What is an MCP Server?

An MCP (Model Context Protocol) Server acts as a bridge, allowing AI models to access and interact with external data sources and tools. It standardizes how applications provide context to Large Language Models (LLMs), enabling more informed decision-making and automation.

What are the key components of the MCP Server?

The MCP Server includes n8n (automation platform), Ollama (local LLM platform), Qdrant (vector store), Prometheus (monitoring), Grafana (visualization), Whisper (speech-to-text), Caddy (HTTPS/TLS), Supabase (database & auth), Flowise (AI agent builder), Open WebUI (ChatGPT-like interface), and SearXNG (privacy-focused search engine).

What are the minimum system requirements for running the MCP Server?

You need an Ubuntu VPS (tested on 22.04 LTS), a domain name with DNS access, a minimum of 16GB RAM, 100GB+ storage, and Docker/Docker Compose installed.

How do I install the MCP Server?

Connect to your VPS via SSH, install the required packages, configure the firewall, clone the repository, run the configuration script, and use the `start_services.py` script to start the AI stack.

How do I access the different services after installation?

You can access the services via the provided URLs, such as `https://n8n.kwintes.cloud` for n8n, `https://openwebui.kwintes.cloud` for the Web UI, and so on.

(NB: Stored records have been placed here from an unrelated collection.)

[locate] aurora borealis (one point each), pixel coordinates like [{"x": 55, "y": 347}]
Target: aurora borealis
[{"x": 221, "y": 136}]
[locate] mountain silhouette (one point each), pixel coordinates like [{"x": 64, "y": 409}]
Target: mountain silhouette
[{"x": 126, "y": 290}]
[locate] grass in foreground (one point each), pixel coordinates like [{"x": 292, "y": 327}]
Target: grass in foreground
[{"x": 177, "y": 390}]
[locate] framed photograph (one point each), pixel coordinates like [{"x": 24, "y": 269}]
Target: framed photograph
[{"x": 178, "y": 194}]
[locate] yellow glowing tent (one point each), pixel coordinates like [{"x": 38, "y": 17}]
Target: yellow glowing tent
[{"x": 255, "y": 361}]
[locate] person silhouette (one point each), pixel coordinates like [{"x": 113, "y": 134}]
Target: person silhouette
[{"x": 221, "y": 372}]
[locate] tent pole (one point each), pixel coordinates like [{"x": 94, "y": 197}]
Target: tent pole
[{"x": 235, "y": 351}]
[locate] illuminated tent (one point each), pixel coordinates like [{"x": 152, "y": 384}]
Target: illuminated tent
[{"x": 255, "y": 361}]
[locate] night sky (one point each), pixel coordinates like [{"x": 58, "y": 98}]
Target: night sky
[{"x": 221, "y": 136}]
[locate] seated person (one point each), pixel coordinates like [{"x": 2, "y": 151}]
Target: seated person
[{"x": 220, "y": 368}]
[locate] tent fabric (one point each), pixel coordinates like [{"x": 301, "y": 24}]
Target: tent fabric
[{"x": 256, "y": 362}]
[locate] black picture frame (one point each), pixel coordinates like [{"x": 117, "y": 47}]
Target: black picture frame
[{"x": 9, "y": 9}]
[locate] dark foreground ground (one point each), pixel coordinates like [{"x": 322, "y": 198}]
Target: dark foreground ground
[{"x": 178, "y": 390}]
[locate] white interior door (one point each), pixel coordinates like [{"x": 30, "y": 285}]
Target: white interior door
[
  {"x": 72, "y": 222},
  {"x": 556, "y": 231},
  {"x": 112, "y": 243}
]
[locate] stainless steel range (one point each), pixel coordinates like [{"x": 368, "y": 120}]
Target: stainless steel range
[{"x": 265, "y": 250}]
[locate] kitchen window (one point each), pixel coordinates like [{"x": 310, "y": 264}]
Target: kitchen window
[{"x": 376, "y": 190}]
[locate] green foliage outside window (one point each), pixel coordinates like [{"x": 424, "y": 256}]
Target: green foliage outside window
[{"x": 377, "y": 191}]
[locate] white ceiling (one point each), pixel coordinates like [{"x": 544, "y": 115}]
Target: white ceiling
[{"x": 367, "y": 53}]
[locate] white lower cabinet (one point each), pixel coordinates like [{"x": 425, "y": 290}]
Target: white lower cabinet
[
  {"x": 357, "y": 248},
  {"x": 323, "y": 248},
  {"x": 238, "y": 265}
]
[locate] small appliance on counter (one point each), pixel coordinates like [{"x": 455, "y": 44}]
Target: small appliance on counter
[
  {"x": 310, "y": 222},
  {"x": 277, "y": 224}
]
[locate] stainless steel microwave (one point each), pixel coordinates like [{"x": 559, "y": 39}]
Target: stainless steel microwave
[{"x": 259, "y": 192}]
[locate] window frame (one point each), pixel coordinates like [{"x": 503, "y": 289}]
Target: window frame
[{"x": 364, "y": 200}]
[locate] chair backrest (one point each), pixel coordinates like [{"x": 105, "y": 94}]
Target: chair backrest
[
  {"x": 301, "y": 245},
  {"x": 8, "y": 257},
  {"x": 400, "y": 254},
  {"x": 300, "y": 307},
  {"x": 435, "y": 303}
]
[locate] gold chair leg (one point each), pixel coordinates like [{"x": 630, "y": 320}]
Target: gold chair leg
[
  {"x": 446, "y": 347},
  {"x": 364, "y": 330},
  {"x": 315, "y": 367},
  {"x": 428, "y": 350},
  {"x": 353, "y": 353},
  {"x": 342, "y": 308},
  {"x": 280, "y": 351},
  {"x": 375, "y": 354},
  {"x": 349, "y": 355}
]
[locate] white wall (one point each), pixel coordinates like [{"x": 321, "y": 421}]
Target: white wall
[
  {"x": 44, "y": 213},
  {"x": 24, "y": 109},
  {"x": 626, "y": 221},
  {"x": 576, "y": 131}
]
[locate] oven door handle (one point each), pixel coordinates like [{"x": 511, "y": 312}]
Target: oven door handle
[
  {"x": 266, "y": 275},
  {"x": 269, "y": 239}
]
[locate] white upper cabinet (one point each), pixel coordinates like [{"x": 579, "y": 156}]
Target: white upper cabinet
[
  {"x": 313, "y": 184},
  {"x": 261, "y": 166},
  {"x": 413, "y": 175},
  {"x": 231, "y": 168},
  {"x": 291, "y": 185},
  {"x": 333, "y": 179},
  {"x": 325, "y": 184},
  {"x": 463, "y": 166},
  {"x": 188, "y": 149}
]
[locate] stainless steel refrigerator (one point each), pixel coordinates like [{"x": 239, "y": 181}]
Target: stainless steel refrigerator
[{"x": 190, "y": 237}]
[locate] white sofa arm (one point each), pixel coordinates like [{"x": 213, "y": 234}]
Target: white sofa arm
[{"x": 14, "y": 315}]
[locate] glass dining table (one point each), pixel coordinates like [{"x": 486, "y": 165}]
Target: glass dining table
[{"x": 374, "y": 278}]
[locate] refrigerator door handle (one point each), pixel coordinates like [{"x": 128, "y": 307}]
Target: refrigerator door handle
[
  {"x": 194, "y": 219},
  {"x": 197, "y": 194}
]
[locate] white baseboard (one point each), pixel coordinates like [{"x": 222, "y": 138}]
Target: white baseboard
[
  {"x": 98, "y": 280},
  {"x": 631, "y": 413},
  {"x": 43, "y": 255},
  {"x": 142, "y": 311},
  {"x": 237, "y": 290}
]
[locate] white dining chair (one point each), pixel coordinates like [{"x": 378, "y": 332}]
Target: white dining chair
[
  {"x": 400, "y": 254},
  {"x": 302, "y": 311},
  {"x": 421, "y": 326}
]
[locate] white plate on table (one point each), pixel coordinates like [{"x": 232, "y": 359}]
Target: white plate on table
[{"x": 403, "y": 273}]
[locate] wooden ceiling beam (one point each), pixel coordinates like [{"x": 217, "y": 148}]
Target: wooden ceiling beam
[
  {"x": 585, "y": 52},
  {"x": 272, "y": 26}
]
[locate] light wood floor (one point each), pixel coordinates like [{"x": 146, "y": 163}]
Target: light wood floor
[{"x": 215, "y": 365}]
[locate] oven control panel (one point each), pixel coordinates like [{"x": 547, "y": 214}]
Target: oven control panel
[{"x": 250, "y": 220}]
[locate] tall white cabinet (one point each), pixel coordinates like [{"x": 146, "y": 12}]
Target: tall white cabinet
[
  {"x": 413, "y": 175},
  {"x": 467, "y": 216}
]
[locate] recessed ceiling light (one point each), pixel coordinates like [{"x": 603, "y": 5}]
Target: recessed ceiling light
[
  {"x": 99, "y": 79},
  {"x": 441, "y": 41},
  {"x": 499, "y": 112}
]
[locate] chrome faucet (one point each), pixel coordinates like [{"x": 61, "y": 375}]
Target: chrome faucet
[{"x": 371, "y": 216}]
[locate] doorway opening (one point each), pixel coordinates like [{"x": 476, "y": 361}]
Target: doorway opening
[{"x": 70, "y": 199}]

How do I update the MCP Server to the latest version?

Use the provided `update_stack.sh` script to pull the latest Docker images, apply configuration fixes, and restart all services.

What if I encounter Docker Compose issues during installation?

The script automatically detects and uses the correct Docker Compose command format for your system. If you're manually running commands, use `docker compose` or `docker-compose` depending on your setup. If issues persist, install the standalone Docker Compose binary.

How does the MCP Server ensure data privacy and security?

All AI models run locally on your VPS, preventing data from being sent to external services. Automatic HTTPS/TLS encryption, firewall rules, and secure secret management provide additional layers of security.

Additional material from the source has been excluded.